New Search Tool for Large Gene Expression Databases Could Uncover Therapeutic Targets, Biological Processes
Carnegie Mellon News (PA) (09/30/13) Byron Spice

Carnegie Mellon University (CMU) researchers have developed ExpressionBlast, a computational tool that enables searches based on experimental values instead of keywords. The researchers say the tool could uncover new links between diseases and treatments and provide new insights into biological processes. For example, the researchers used ExpressionBlast to discover new clues about SIRT6, the first gene shown to extend lifespan in mice, making it a potentially important drug target. "ExpressionBlast enabled us to take SIRT6 gene expression data from just two mouse experiments and find other experimental data in GEO with similar expression patterns," says CMU professor Ziv Bar-Joseph. The online tool enables scientists to search for expression patterns that are similar or opposite to their own results and can search within and across species. ExpressionBlast uses automated and scalable text analysis algorithms to transform the unstructured data in public data repositories so that it can be systematically searched. The researchers used the system to process tens of thousands of expression series representing hundreds of thousands of individual arrays across several species.

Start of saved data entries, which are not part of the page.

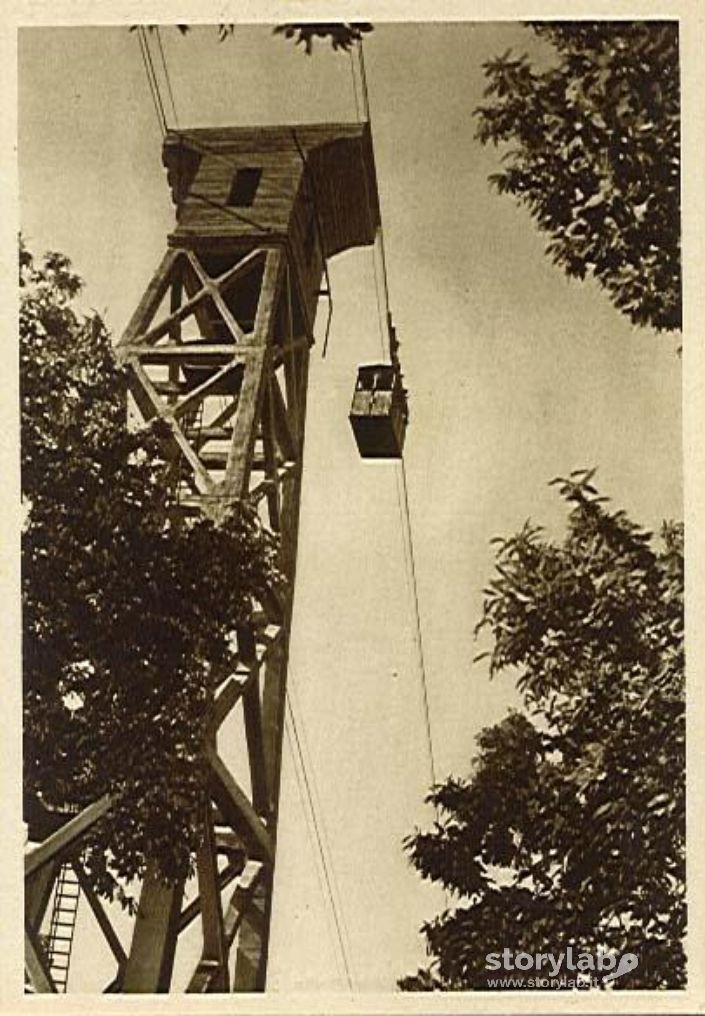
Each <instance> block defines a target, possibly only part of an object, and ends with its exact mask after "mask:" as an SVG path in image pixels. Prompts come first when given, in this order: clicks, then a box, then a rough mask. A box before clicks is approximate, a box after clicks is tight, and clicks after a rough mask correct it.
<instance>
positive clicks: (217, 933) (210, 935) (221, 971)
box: [188, 802, 229, 992]
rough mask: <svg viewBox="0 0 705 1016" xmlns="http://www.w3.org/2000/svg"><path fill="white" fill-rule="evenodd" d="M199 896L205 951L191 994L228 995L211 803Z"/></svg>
mask: <svg viewBox="0 0 705 1016" xmlns="http://www.w3.org/2000/svg"><path fill="white" fill-rule="evenodd" d="M196 870H197V872H198V893H199V897H200V903H201V929H202V932H203V947H202V950H201V959H200V962H199V963H198V966H197V967H196V970H195V971H194V974H193V976H192V978H191V982H190V985H189V988H188V991H189V992H202V991H203V990H205V991H207V992H227V991H228V990H229V978H228V947H227V945H226V939H225V932H223V927H222V903H221V901H220V883H219V878H218V871H217V861H216V853H215V835H214V831H213V817H212V812H211V809H210V803H209V802H207V803H206V805H205V807H204V809H203V841H202V843H201V845H200V846H199V848H198V853H197V856H196Z"/></svg>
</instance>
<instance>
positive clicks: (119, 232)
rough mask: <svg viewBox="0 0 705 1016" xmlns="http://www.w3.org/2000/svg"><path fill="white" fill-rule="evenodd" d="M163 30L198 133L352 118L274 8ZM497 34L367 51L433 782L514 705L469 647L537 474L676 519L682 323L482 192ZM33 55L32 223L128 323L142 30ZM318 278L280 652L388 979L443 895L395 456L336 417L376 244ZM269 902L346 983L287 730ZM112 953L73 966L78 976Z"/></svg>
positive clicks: (28, 216) (500, 685) (141, 227)
mask: <svg viewBox="0 0 705 1016" xmlns="http://www.w3.org/2000/svg"><path fill="white" fill-rule="evenodd" d="M162 37H163V41H164V45H165V50H166V54H167V60H168V64H169V67H170V71H171V76H172V82H173V87H174V96H175V101H176V107H177V112H178V115H179V122H180V125H181V126H182V127H196V126H209V125H226V124H233V125H238V124H258V123H269V124H272V123H294V122H323V121H326V120H353V119H356V107H355V98H354V90H353V81H351V75H350V61H349V58H348V57H347V56H345V55H342V54H334V53H332V52H330V51H329V50H328V49H327V48H325V47H324V46H322V45H317V46H316V49H315V52H314V55H313V56H312V57H311V58H307V57H306V56H305V55H304V53H303V51H302V49H301V48H299V49H296V48H295V47H294V46H293V45H292V44H291V43H286V42H285V41H283V40H282V39H279V38H272V36H271V34H270V29H269V28H268V27H266V26H253V27H239V28H238V29H237V30H236V34H235V37H234V38H233V39H231V40H230V41H228V42H226V43H223V44H221V45H218V43H217V41H216V33H215V28H207V27H203V28H196V29H194V30H193V31H192V33H191V34H190V35H189V36H187V37H185V38H182V37H181V36H180V35H179V34H178V31H177V30H176V28H165V29H163V33H162ZM509 47H516V48H517V49H518V50H519V51H524V50H526V49H528V50H530V51H532V52H533V51H534V49H535V45H534V42H533V39H532V36H531V35H530V34H529V33H528V31H527V30H526V29H523V28H521V27H519V26H518V25H515V24H511V23H505V24H492V23H456V24H433V25H431V24H415V25H405V24H393V25H392V24H378V25H377V26H376V30H375V31H374V33H373V34H372V35H371V36H370V37H368V39H367V40H366V43H365V56H366V63H367V70H368V79H369V87H370V102H371V107H372V118H373V131H374V140H375V151H376V161H377V172H378V180H379V190H380V196H381V203H382V213H383V221H384V232H385V242H386V250H387V259H388V269H389V289H390V300H391V308H392V311H393V314H394V319H395V322H396V325H397V332H398V337H399V339H400V340H401V343H402V344H401V359H402V366H403V370H404V374H405V378H406V383H407V385H408V388H409V391H410V410H411V423H410V426H409V430H408V434H407V443H406V454H405V458H406V473H407V480H408V488H409V501H410V513H411V524H412V531H413V541H414V551H415V562H416V572H418V579H419V597H420V608H421V617H422V625H423V635H424V640H425V648H426V661H427V676H428V685H429V700H430V710H431V722H432V726H433V736H434V743H435V749H436V762H437V771H438V775H439V776H440V777H443V776H445V775H447V774H449V773H451V772H452V773H454V774H457V775H463V774H466V773H467V771H468V768H469V763H470V760H471V757H472V755H473V738H474V735H475V734H476V733H477V731H478V729H479V728H480V727H482V726H484V725H486V724H488V723H490V722H494V721H496V720H498V719H500V718H501V717H502V716H503V715H504V713H505V711H506V709H507V706H508V704H509V703H510V702H511V701H512V700H513V696H512V691H511V678H510V677H509V676H507V677H506V678H504V679H501V678H500V679H497V680H496V681H495V682H494V683H493V684H492V685H491V684H490V682H489V680H488V676H487V668H486V665H485V664H484V663H483V664H476V665H473V664H472V657H473V655H474V654H475V653H476V652H477V651H478V646H477V645H476V643H474V641H473V637H472V630H473V626H474V624H475V623H476V621H477V620H478V617H479V613H480V605H482V588H483V586H484V585H485V584H486V582H487V580H488V579H489V577H490V576H491V572H492V561H493V553H492V549H491V548H490V546H489V541H490V539H491V537H492V536H494V535H497V534H508V533H510V532H512V531H514V530H516V529H517V528H518V527H520V526H521V524H522V523H523V522H524V520H525V519H526V518H527V517H529V516H530V517H531V518H532V519H533V520H534V521H537V522H542V523H544V524H546V525H547V526H548V527H549V529H550V531H551V532H552V533H556V534H558V533H560V531H561V527H562V525H563V520H564V518H565V512H564V510H563V508H562V506H561V504H560V502H559V500H558V498H557V496H556V494H555V492H554V491H553V490H550V489H549V488H548V486H547V485H548V482H549V481H550V480H551V479H552V478H554V477H555V475H557V474H566V473H567V472H568V471H569V470H571V469H573V468H577V467H581V466H592V465H596V466H598V473H597V482H598V486H599V487H600V490H601V492H602V493H604V494H607V495H610V496H611V497H612V498H613V499H614V501H615V503H616V505H619V506H621V507H624V508H625V509H626V510H627V511H628V512H629V513H630V514H631V515H632V516H633V517H634V518H635V519H636V520H638V521H640V522H642V523H644V524H646V525H648V526H655V527H657V526H658V525H659V524H660V521H661V520H662V519H663V518H680V517H682V512H683V507H682V456H681V361H680V360H679V358H678V356H677V354H676V348H677V346H678V344H679V341H678V339H677V338H675V337H672V336H671V337H667V336H663V335H661V336H657V335H655V334H654V333H652V332H651V331H649V330H647V329H636V328H634V327H632V326H631V325H630V324H629V322H628V321H627V320H626V318H623V317H622V316H621V315H620V314H619V313H618V312H617V311H616V310H615V309H614V308H613V306H612V305H611V304H610V302H608V301H607V299H606V297H605V296H604V295H603V294H602V293H601V292H600V291H599V290H598V289H597V288H596V287H595V285H593V284H592V283H589V282H585V283H579V282H575V281H568V280H567V279H566V278H565V277H564V276H563V275H562V274H561V272H560V271H559V269H557V268H555V267H554V266H553V265H552V264H551V263H550V261H549V260H548V259H547V258H546V257H544V255H543V253H542V250H543V245H544V240H543V239H542V238H541V237H540V236H539V235H538V234H537V232H536V231H535V229H534V227H533V224H532V223H531V220H530V219H529V217H528V215H527V213H526V212H524V211H522V210H520V209H517V208H516V207H515V205H514V204H513V203H512V201H511V200H510V199H509V198H500V197H498V196H497V195H496V194H495V193H494V192H491V191H490V189H489V186H488V183H487V177H488V174H489V173H491V172H493V171H494V170H496V169H497V165H498V155H497V152H496V151H494V150H493V149H484V148H482V147H480V146H479V144H478V143H477V142H476V141H475V140H474V139H473V133H474V124H473V120H472V117H471V112H472V110H473V109H474V107H475V106H476V105H477V104H478V103H479V102H480V101H482V89H483V73H482V64H483V62H484V61H485V60H487V59H489V58H491V57H492V56H495V55H498V54H501V53H503V52H505V51H506V50H507V49H508V48H509ZM19 57H20V60H19V88H20V91H19V115H20V120H19V166H20V197H21V227H22V230H23V233H24V235H25V238H26V240H27V243H28V245H29V247H30V249H31V250H34V251H35V253H37V254H40V253H42V252H43V251H44V250H46V249H58V250H61V251H63V252H64V253H66V254H67V255H68V256H69V257H70V258H71V259H72V261H73V263H74V267H75V268H76V270H77V271H78V272H79V273H80V274H81V275H82V276H83V277H84V278H85V280H86V291H85V300H86V303H87V304H89V305H90V306H92V307H94V308H97V309H98V310H100V311H101V312H102V313H104V315H105V318H106V320H107V322H108V325H109V327H110V328H111V330H112V332H113V334H114V336H115V338H116V340H117V338H119V336H120V333H121V330H122V328H123V327H124V325H125V323H126V321H127V318H128V317H129V315H130V314H131V313H132V311H133V309H134V307H135V305H136V303H137V301H138V300H139V298H140V296H141V294H142V292H143V290H144V288H145V285H146V284H147V282H148V280H149V277H150V275H151V273H152V271H153V269H154V268H155V266H156V264H157V263H158V261H159V259H161V257H162V253H163V251H164V249H165V247H166V237H167V233H168V232H169V230H170V228H171V225H172V221H173V209H172V205H171V200H170V196H169V189H168V187H167V181H166V174H165V172H164V170H163V168H162V165H161V134H159V131H158V128H157V123H156V118H155V114H154V111H153V109H152V107H151V103H150V99H149V92H148V90H147V84H146V79H145V76H144V72H143V69H142V66H141V62H140V56H139V50H138V45H137V40H136V38H135V37H134V36H133V35H130V34H129V33H128V31H127V28H125V27H120V28H101V29H98V28H93V29H69V28H64V29H51V30H43V29H25V30H23V31H22V33H20V46H19ZM330 273H331V277H332V287H333V296H334V306H335V312H334V318H333V327H332V333H331V338H330V347H329V354H328V357H327V358H326V359H325V360H322V359H321V343H320V342H319V344H318V345H317V346H316V347H315V350H314V352H313V362H312V372H311V390H310V401H309V406H310V409H309V420H308V430H307V447H306V456H305V481H304V493H303V505H302V509H303V510H302V528H301V536H300V548H299V570H298V584H297V592H296V610H295V622H294V636H293V645H292V656H291V660H292V673H293V679H294V692H295V704H296V708H297V716H298V719H299V723H300V726H301V727H302V728H303V729H304V731H305V735H306V743H307V746H308V763H309V765H310V773H312V774H313V779H314V781H315V785H316V788H317V795H318V806H319V820H320V821H321V822H322V823H323V825H324V827H325V830H326V834H327V841H328V845H329V859H330V863H331V866H332V869H333V871H334V878H335V882H336V884H337V891H338V894H339V903H340V910H341V913H342V918H343V922H344V926H345V933H346V939H347V949H348V955H349V961H350V967H351V970H353V976H354V981H355V985H356V987H357V989H358V990H360V991H375V992H386V991H391V990H393V988H394V985H395V980H396V978H397V977H398V976H400V975H402V974H404V973H408V972H412V971H413V970H415V967H416V966H418V965H419V964H420V963H423V962H424V961H425V955H424V947H423V941H422V939H421V936H420V935H419V934H418V929H419V926H420V925H421V923H422V922H423V920H424V919H427V918H431V917H432V916H434V915H435V913H436V912H437V911H438V908H439V906H441V905H442V903H443V899H442V896H441V894H440V893H439V892H438V891H435V890H434V889H429V888H428V887H426V886H424V885H423V884H422V883H421V881H420V879H419V877H418V876H416V874H415V873H414V872H413V871H412V870H411V869H410V868H409V867H408V865H407V863H406V860H405V858H404V855H403V852H402V849H401V839H402V837H403V836H404V835H406V834H408V833H409V832H411V831H412V829H413V827H414V824H424V823H428V822H429V821H430V820H431V819H432V817H433V816H432V814H431V813H430V810H429V809H428V808H426V807H424V805H423V798H424V795H425V792H426V789H427V787H428V783H429V772H428V759H427V755H426V744H425V731H424V722H423V712H422V700H421V691H420V680H419V671H418V665H416V655H415V649H414V642H413V615H412V606H411V598H410V593H409V587H408V582H407V577H406V572H405V567H404V555H403V545H402V536H401V528H400V521H399V513H398V503H397V487H396V484H397V469H396V466H395V465H394V464H393V463H391V462H376V463H369V462H367V463H366V462H363V461H361V460H360V459H359V457H358V454H357V450H356V446H355V442H354V439H353V436H351V433H350V432H349V426H348V422H347V412H348V408H349V400H350V398H351V392H353V385H354V381H355V375H356V368H357V365H358V364H359V363H364V362H366V361H374V360H377V359H378V357H379V348H380V332H379V325H378V318H377V304H376V297H375V281H374V272H373V255H372V253H371V251H370V250H369V249H363V250H359V251H353V252H348V253H346V254H343V255H340V256H339V257H338V258H336V259H334V260H333V261H332V262H331V264H330ZM325 311H326V308H325V305H323V306H322V307H321V311H320V313H319V320H318V323H317V334H318V335H319V337H322V333H323V325H324V323H325ZM274 905H275V910H274V925H273V935H272V946H271V954H270V966H269V983H270V989H271V990H274V991H280V992H291V991H297V990H315V989H319V988H320V989H321V990H329V991H338V990H341V989H342V988H343V987H344V980H343V978H342V975H341V970H340V959H339V953H338V951H337V947H336V943H335V938H334V935H333V932H332V923H331V916H330V911H329V908H328V907H327V905H326V902H325V899H324V896H323V893H322V891H321V887H320V872H319V871H318V868H317V861H316V856H315V848H314V845H313V841H312V837H311V833H310V828H309V823H308V822H307V819H306V814H305V806H304V803H303V801H302V798H301V796H300V791H299V788H298V785H297V781H296V779H295V776H294V773H293V763H292V754H291V752H290V750H289V748H287V747H286V746H284V771H283V780H282V796H281V812H280V832H279V845H278V853H277V884H276V897H275V904H274ZM80 934H81V935H83V943H84V945H85V943H87V942H88V941H89V939H88V936H89V933H88V932H87V931H85V932H81V933H80ZM78 946H79V948H80V946H81V939H80V937H79V939H78ZM99 967H100V963H93V962H91V961H90V960H89V959H88V960H86V957H85V954H84V955H83V957H82V960H81V959H79V958H77V960H76V971H77V973H76V977H77V978H81V981H80V982H81V985H84V986H85V987H86V990H91V989H93V988H95V987H98V983H93V979H94V978H97V977H98V972H97V970H98V969H99ZM91 978H93V979H91ZM76 987H78V980H77V982H76Z"/></svg>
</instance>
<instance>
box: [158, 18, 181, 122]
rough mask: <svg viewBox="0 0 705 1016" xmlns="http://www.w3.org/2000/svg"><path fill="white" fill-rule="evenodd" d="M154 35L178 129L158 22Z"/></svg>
mask: <svg viewBox="0 0 705 1016" xmlns="http://www.w3.org/2000/svg"><path fill="white" fill-rule="evenodd" d="M154 35H155V36H156V45H157V46H158V48H159V57H161V58H162V67H163V69H164V76H165V80H166V82H167V88H168V90H169V100H170V102H171V104H172V112H173V114H174V125H175V127H176V128H177V129H178V128H179V117H178V116H177V112H176V103H175V102H174V90H173V88H172V79H171V76H170V73H169V68H168V66H167V58H166V56H165V52H164V46H163V45H162V34H161V31H159V26H158V24H157V25H155V27H154Z"/></svg>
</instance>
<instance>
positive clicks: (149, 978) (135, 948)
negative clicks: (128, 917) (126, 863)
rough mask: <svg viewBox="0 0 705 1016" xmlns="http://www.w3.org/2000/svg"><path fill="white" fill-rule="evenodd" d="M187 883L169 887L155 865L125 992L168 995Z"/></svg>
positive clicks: (152, 874) (143, 887)
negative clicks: (164, 882) (184, 886)
mask: <svg viewBox="0 0 705 1016" xmlns="http://www.w3.org/2000/svg"><path fill="white" fill-rule="evenodd" d="M183 894H184V884H183V882H180V883H178V884H177V885H166V884H165V883H164V882H163V881H162V880H161V879H159V877H158V875H157V872H156V867H155V866H154V865H151V866H150V867H149V869H148V870H147V874H146V875H145V878H144V883H143V884H142V891H141V893H140V896H139V907H138V910H137V916H136V918H135V926H134V930H133V933H132V944H131V946H130V953H129V955H128V957H127V963H126V965H125V979H124V982H123V991H124V992H125V993H126V994H130V993H150V994H154V993H165V992H168V991H169V988H170V986H171V982H172V972H173V969H174V955H175V953H176V943H177V933H178V927H179V915H180V913H181V900H182V897H183Z"/></svg>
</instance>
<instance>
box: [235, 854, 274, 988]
mask: <svg viewBox="0 0 705 1016" xmlns="http://www.w3.org/2000/svg"><path fill="white" fill-rule="evenodd" d="M269 895H271V872H269V873H268V875H267V876H266V877H265V880H264V881H263V883H262V884H261V885H258V886H257V888H256V889H255V892H254V894H253V896H252V898H251V900H250V902H249V905H248V907H247V910H246V911H245V914H244V916H243V918H242V923H241V926H240V934H239V936H238V957H237V962H236V967H235V980H234V985H233V991H234V992H263V991H264V989H265V986H266V972H267V971H266V955H265V952H264V950H263V949H262V942H263V939H264V931H265V930H264V919H265V917H264V914H265V909H266V900H267V897H268V896H269Z"/></svg>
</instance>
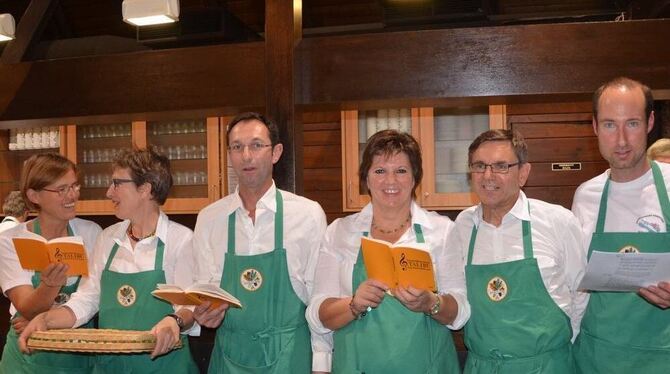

Researchers Work to Squeeze More Data From Bandwidth in Mobile Devices
NCSU News (09/30/13) Matt Shipman

New technology, based on multi-input, multi-output (MIMO) communication, could enable mobile devices to send and receive more data using the same limited amount of bandwidth. The technique uses the same radio frequency to simultaneously transmit more than one stream of data. The concept allows multiple transmitters to send data on the same frequency but along different spatial paths, and multiple receivers can distinguish between the data streams based on the uniqueness of the paths that the radio waves take to the multiple receivers. A MIMO system using two transmitters and two receivers could double the amount of data being transmitted, and using more transmitters and receivers could lead to greater benefits. In order to apply the approach to small, mobile devices, a team from North Carolina State University will develop a radio receiver system with a reconfigurable circuit and new signal-processing algorithms, allowing the receiver to separate multiple signals for very closely spaced and strongly interacting antennas. New compact antenna designs also will minimize interaction.


Facebook's Sandberg Takes on the Tech Gender Gap
Computerworld (10/02/13) Sharon Gaudin

Facebook chief operating officer Sheryl Sandberg took aim at the gender gap in the technology industry during a keynote session at the recent Grace Hopper Celebration of Women in Computing in Minneapolis, Minn. Sandberg noted that women, on average, account for only 13 percent of information technology departments. She said women could boost their numbers in the tech industry by sticking together, supporting each other, and being willing to talk about gender. Women are the best inspiration for other women, Sandberg said. "We need to acknowledge differences, stare them in the face, acknowledge bias, and change it," she argued. Sandberg also said women in general do not receive the same pay, the same promotions, or the same success and satisfaction at work. She said the technology field, in which women are significantly underrepresented, is no different. "We have made gender an unsafe issue," Sandberg pointed out. "Women don't want to talk about it because they're afraid they'll look like they're whining and creating issues. Men don't want to talk about it because they're afraid they'll get in trouble. If we talk about it, we can deal with it."